Move to cool down overheated investment
An official revealed yesterday that the central government will improve co-ordination between industrial and credit policies in order to avoid economic overheating.
The government will adjust industry and credit policies on a "timely and proper" basis and in accordance with the industrial development situation and macro-control requirements, a National Development and Reform Commission spokesman said yesterday.
One of these steps will be to cease credit support for projects either restricted or prohibited by industrial policies, the spokesman said.
Some projects in industries such as steel, non-ferrous metals, building materials and textiles either suffer from overcapacity or are technically backward, he said.
The National Development and Reform Commission, the People's Bank of China and the China Banking Regulatory Commission will establish a close co-ordination and information exchange system to ensure smooth co-ordination between industrial and credit policies, the official said.
The latest move is an important measure by the central government to cool down the fast growth in fixed asset investment and avoid an overheating economy, said economists.
Fan Gang, director of the National Economic Research Institute, said an overheating in some industries including steel, aluminium, cement and automobile sectors could have a serious economic impact.
"The investment fever in some industries will heavily affect China's robust economic growth unless it is cooled down," Fan said.
Excessive growth in some sectors is putting a strain on transportation and power suppliers, driving up the prices of raw materials and damaging industries across the country, he said.
China's industrial output rose by a year-on-year 18.2 per cent to 1,570 billion yuan (US$189.2 billion) during the first four months of this year, according to figures from the National Bureau of Statistics.
Industrial output grew 19.1 per cent to 437.1 billion yuan (US$53.7 billion) in April, the bureau said.
Heavy industry's growth was faster than that of light industry, the bureau said.
Economists said this suggests that fixed asset investment continued to develop at a speedy rate.
The statistics bureau is scheduled to release fixed asset investment figures next week for the first four months of this year.
Fixed asset investment grew by a year-on-year 43 per cent to 879.9 billion (US$106 billion) during the first three months.
The growth of broad money supply, or M2, which has been fuelling fixed assets investment, eased only slightly in April.
M2 grew by 19.1 per cent during the first four months, while outstanding loans rose by 20.4 per cent, People's Bank of China figures indicate.
The situation increased the likelihood that the government would take other measures including raising the interest rate to slow down fixed asset investment growth, economists said.

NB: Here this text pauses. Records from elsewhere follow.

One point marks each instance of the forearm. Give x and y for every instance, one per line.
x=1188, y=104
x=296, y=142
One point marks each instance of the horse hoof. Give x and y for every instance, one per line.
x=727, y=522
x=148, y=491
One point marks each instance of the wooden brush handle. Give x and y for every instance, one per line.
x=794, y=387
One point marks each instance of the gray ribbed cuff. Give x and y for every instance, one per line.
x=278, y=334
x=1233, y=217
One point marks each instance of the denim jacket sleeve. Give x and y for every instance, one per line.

The central government has so far taken measures including raising the bank reserve requirement and improving management over development zones to cool down the fast growth of fixed asset investment.

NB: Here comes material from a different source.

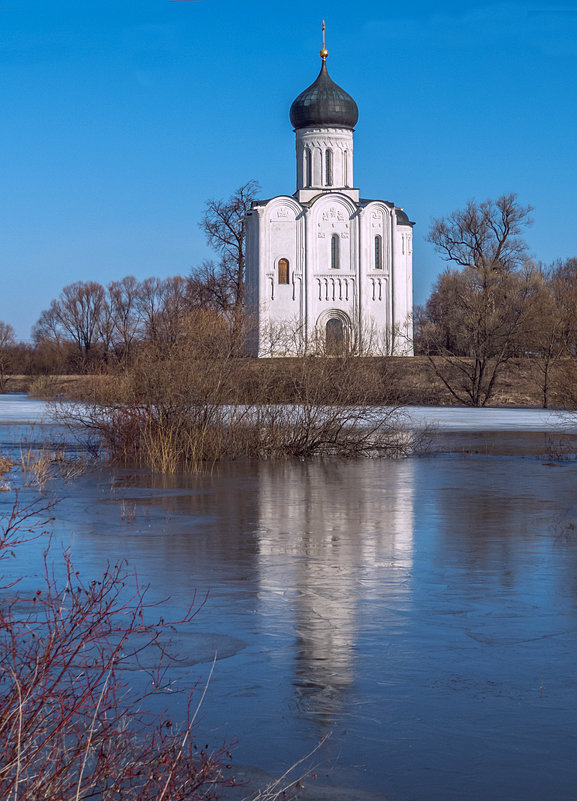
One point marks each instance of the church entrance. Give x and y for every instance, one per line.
x=335, y=337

Zhang Liqun, a researcher at the State Council's Development Research Centre, said the measures would have a great impact on this year's fixed asset investment.
"The country's fast fixed asset investment will decline in the rest of this year," he said.

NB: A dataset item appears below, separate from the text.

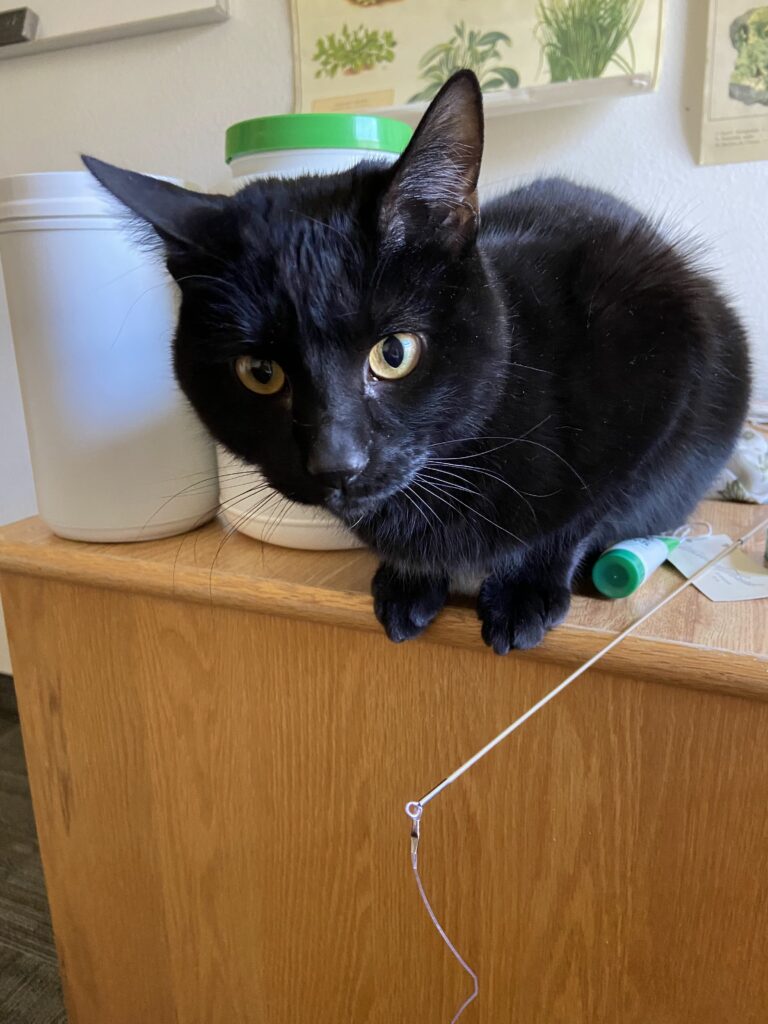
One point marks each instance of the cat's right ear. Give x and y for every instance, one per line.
x=181, y=218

The country's economic growth will also slow down this year due to the slowdown in fixed asset investment, he said.
The country's gross domestic product is likely to grow at about 9 per cent this year, he said.
National Bureau of Statistics spokesman Zheng Jingping earlier said the country's overall economic situation was good.
"There are no obvious ups and downs in economic growth."
Economic efficiency was also good, as companies earned more profits, people earned more money and fiscal revenue grew rapidly.
Retail sales were relatively stable, while exports rose fast, Zheng said.
The consumer price index, which rose 2.8 per cent during the first quarter, was still mild, he said.
But he admitted that the fast growth in fixed asset investment has become a prominent problem for the current economic development.
Blind investment and low level repeated construction have not been effectively controlled, he said.